The testimony of simplicity is a shorthand description of the actions generally taken by members of the Religious Society of Friends (Friends or Quakers) to testify or bear witness to their beliefs that a person ought to live a simple life in order to focus on what is most important, and ignore (or minimize) what is least important. The testimony of simplicity reflects the Quaker belief that life should be organized in a way that frees individuals from unnecessary material or emotional burdens, enabling clearer attention to spiritual values and God’s guidance.

The Religious Society of Friends believes that a person's spiritual life and character are more important than the quantity of goods he possesses or his monetary worth. They also believe that one should use one's resources, including money and time, deliberately in ways that are most likely to make life truly better for oneself and others. The word testimony describes the way that they testify or bear witness to their beliefs in their everyday life. A testimony is therefore not a belief, but is committed action arising out of their religious experience. Testimony to simplicity includes the practice among Quakers (members of the Religious Society of Friends) of being more concerned with one's inner condition than one's outward appearance and with other people more than oneself.

== General explanation ==
Early Friends believed that it was important to avoid fanciness in dress, speech, and material possessions, because those things tend to distract one from waiting on God's personal guidance. They also tend to cause a person to focus on himself more than on his fellow human beings, in violation of Jesus' teaching to "love thy neighbor as thyself". This emphasis on plainness, as it was called, made the Friends in certain times and places easily recognizable to the society around them, particularly by their plain dress in the 18th and 19th centuries.

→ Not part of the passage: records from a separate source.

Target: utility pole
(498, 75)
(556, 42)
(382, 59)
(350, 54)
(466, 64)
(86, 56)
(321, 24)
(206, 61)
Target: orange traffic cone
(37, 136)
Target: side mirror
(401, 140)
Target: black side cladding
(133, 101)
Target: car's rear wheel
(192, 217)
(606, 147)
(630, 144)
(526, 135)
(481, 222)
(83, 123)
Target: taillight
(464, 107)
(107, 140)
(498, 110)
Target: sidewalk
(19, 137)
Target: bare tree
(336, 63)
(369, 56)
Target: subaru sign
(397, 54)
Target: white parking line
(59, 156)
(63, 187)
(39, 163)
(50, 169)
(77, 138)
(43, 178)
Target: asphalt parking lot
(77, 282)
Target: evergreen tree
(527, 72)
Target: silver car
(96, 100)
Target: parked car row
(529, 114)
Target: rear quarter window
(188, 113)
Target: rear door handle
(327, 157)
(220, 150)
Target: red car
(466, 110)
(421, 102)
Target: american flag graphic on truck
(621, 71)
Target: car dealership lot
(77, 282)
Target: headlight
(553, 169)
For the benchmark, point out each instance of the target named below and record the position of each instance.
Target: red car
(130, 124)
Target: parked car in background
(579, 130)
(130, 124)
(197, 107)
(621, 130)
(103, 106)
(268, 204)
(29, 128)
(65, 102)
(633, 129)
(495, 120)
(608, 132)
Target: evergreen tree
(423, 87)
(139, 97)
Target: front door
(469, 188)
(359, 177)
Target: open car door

Simplicity to Friends has generally been a reference to material possessions. Friends have often limited their possessions to what they need to live their lives, rather than accumulating luxuries. The testimony is not just about the nature of one's material possessions, but rather also about one's attitude towards these material goods. Many Friends who have been considered exemplary have also been wealthy; their commitment to the testimony, however, led them to use their wealth for spiritual purposes, including aid to the poor and oppressed. On the other hand, some Friends, such as John Woolman, gave up much of their wealth and economic position when they felt it to be a spiritual burden. In recent decades Friends have given the testimony an ecological dimension: that Friends should not use more than their fair share of the Earth's limited resources.

Plainness is an extension of the testimony of simplicity that continues to be practiced by modern Friends who do not follow fashion trends or purchase extravagant clothing.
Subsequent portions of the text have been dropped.